The process of benchmarking is the search for a measure – or a benchmark. In simple terms, the benchmark is the “what” and benchmarking describes the “how”.
However, it’s important to understand that benchmarking is not a simple process. For example, it is not as straightforward as visiting the manufacturing facilities of another company and taking notes on their processes. Many organizations – particularly those with patented technologies or other competitive advantages – enforce strict limitations on the information that can be gathered by outsiders.
In any case, a company that utilizes benchmarking should not limit their research to their own industry. Benchmarking should also be a continuous process that yields similarly continuous performance metric improvements.
The three types of benchmarking
Benchmarking can be broadly divided into three categories – process, performance, and strategic.
Process benchmarking allows a business to better understand how their processes compare to competitors in their industry. With this knowledge, businesses can refine their processes according to the industry benchmark. A subset of process benchmarking is internal benchmarking. In this case, the business in question is in effect setting its own benchmark because viable competitors have not yet been established.

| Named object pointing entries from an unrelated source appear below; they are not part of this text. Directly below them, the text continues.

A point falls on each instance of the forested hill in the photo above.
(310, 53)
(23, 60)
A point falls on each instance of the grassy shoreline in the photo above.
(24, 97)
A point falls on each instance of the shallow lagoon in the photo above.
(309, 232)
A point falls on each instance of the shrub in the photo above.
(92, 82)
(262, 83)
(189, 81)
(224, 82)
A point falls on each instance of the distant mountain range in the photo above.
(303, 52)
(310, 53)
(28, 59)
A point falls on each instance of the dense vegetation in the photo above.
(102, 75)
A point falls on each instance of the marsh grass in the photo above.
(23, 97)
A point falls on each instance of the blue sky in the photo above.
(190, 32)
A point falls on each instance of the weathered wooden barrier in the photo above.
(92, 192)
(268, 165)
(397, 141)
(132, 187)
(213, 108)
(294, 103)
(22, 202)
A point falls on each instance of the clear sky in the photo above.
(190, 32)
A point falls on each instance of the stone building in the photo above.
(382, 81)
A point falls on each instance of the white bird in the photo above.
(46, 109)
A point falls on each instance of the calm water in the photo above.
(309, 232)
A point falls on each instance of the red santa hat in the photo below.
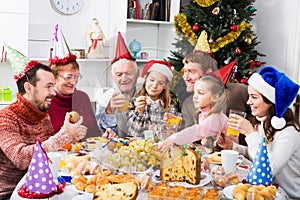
(160, 66)
(61, 54)
(121, 50)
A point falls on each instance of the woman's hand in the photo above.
(141, 103)
(75, 130)
(224, 141)
(110, 134)
(241, 124)
(163, 145)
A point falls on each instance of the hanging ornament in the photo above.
(249, 73)
(252, 64)
(216, 10)
(196, 28)
(233, 28)
(258, 63)
(244, 80)
(238, 51)
(252, 8)
(248, 40)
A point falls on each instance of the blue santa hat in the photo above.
(260, 171)
(276, 87)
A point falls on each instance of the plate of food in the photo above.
(267, 192)
(216, 158)
(205, 179)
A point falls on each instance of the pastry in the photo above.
(74, 117)
(80, 157)
(125, 191)
(216, 157)
(219, 180)
(180, 164)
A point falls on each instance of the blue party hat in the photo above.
(260, 171)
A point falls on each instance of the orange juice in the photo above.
(125, 107)
(232, 132)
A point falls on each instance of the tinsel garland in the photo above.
(205, 3)
(230, 37)
(180, 21)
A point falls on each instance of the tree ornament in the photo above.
(252, 64)
(252, 8)
(258, 63)
(196, 28)
(248, 40)
(233, 28)
(216, 10)
(238, 51)
(244, 80)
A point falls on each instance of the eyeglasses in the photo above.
(70, 77)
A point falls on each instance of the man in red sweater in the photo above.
(26, 119)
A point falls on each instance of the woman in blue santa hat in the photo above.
(270, 95)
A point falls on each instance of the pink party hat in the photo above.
(19, 63)
(39, 181)
(260, 171)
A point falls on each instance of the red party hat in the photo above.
(121, 50)
(225, 72)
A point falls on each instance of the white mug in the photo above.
(54, 166)
(229, 160)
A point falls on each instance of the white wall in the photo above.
(277, 25)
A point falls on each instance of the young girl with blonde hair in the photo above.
(210, 97)
(153, 100)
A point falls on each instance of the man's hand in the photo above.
(76, 130)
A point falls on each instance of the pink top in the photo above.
(212, 125)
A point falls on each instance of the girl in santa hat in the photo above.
(153, 99)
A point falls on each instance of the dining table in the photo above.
(206, 183)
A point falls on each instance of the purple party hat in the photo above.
(39, 181)
(260, 171)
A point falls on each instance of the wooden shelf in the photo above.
(144, 21)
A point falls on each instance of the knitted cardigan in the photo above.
(79, 102)
(20, 125)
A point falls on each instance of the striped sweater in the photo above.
(20, 124)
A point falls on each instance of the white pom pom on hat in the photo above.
(276, 87)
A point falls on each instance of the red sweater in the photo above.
(20, 125)
(79, 102)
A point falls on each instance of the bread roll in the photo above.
(181, 165)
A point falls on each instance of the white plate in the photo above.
(238, 162)
(205, 179)
(228, 193)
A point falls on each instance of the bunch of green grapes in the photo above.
(140, 154)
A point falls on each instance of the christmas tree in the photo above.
(229, 34)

In performance benchmarking, a company assesses its performance against industry standards. Internally, a HR department may set outcomes relating to employee net promoter score or staff engagement. Externally, a customer care team may hire a consultant to benchmark customer service metrics against those of a main competitor.
Strategic benchmarking takes what a business has learnt in process and performance benchmarks and applies these insights to a strategy. Here, the goal is to create the sort of strategies that underpin benchmark metrics in a given industry.
The benefits of benchmarking
The benefits of benchmarking are numerous, but the primary benefit is enhanced business and operational performance.
In terms of business performance, this means:
- Improved customer service and satisfaction. City planners can benchmark quality of life metrics against those found in other cities to increase the health and well-being of citizens.
- Increased market share and positive cash flow. For example, a shoe retailer may compare its sales per square meter with industry standards and adjust their strategies to suit.
As far as operational performance is concerned, benchmarking means:
- Increased manufacturing efficiency, with lower rates of defects and product failures. Higher productivity in manufacturing also leads to fewer resources being diverted to warranty claims and protracted customer service enquiries.
- Rapid and versatile equipment changeover with streamlined order-processing procedures. For example, an eCommerce company benchmarks its average order fulfilment and delivery time against industry standards.
- By studying companies with superior performance, a business can use benchmarking to identify opportunities for internal improvement.
- Benchmarking can be divided into three main categories – process, performance, and strategic.
- Effective benchmarking has a vast array of benefits for both business and operational performance.